Дневники - интересный материал, но мало. Подозреваю, что при издании с/с сделали выборку, а так, наверно, у него этих дневников было гораздо больше... Ну, правда, издано в детской литературе, так что, наверно, с учетом этого.
Итак, дневники - они про блокаду Ленинграда. Во время войны Пантелеев находился там в качестве корреспондента, о чем и пишет. И как пишет. Многие записи походят уже сразу на готовые заметки для газет. Точнее сказать - это все идет в два этапа: первый - это с начала войны и до 1942 года, когда Пантелеева эвакуировали. А второй - это, когда он уже специально направился в город, в начале 1944, когда ожидалось снятие блокады.

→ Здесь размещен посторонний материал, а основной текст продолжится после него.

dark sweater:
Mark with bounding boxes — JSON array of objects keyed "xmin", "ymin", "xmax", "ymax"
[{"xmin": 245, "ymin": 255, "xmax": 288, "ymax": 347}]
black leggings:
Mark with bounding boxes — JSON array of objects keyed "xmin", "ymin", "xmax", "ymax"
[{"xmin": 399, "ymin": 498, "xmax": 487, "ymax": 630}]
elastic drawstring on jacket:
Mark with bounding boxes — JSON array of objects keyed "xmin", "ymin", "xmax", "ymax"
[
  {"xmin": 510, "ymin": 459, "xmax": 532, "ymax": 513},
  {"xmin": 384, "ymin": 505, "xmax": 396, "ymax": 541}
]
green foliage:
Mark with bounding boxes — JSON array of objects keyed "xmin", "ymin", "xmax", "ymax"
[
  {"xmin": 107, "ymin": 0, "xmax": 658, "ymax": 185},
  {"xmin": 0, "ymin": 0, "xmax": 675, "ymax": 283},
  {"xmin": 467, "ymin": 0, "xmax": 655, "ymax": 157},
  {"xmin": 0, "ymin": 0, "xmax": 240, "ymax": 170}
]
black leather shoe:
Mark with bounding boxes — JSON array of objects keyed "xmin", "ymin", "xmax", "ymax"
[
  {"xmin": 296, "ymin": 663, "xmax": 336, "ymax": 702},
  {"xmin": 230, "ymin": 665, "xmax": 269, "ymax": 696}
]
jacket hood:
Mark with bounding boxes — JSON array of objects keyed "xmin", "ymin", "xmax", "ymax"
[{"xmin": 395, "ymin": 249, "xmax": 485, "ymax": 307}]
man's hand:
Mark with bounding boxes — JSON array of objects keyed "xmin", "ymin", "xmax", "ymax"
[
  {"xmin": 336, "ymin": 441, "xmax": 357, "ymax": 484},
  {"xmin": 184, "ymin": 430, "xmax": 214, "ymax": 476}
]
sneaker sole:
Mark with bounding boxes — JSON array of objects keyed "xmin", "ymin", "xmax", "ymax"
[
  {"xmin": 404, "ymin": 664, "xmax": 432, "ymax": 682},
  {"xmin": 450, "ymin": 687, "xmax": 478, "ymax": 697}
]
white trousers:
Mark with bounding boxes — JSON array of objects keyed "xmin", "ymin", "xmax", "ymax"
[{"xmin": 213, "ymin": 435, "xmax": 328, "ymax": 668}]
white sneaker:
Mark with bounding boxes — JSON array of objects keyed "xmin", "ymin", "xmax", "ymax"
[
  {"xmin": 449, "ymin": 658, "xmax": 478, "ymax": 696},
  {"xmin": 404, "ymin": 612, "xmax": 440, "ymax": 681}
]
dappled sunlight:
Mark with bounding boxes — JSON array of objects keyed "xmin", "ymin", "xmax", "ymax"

Сначала меня эти записи поразили каким-то бодрым духом - ну, думаю, это из-за того, что автор намеренно составлял текст с учетом сообщения для детей. Но потом стала проскальзывать такая... как сейчас выражаются,
крипота - мама дорогая...

Ничего себе, рассказы для детей... То есть, опять возвращаясь к теме, как сейчас любят нести пургу,что - "от нас скрывали правду", "нам до конца всего не говорили" - ну, ради бога... Вот вам самое, что ни на есть издание для детей, и там рассказывается, к примеру, как мать двух близнецов, решила одного ребенка не кормить, чтобы выжил хоть один. До сих пор потряхивает...
читать дальше
«Ночью в убежище. После бесконечно долгой, томительной и одуряющей тишины, оживляемой лишь тяжкими вздохами, кашлем и зловещим постукиванием метроном, - вдруг весело и победительно запели фанфары, объявляя конец воздушной тревоги. «Отбой!» - сказала Ириночка Т. В этот день ей исполнилось полтора года. И это было первое слово, произнесенное ею в ее маленькой, но уже такой неудобной жизни».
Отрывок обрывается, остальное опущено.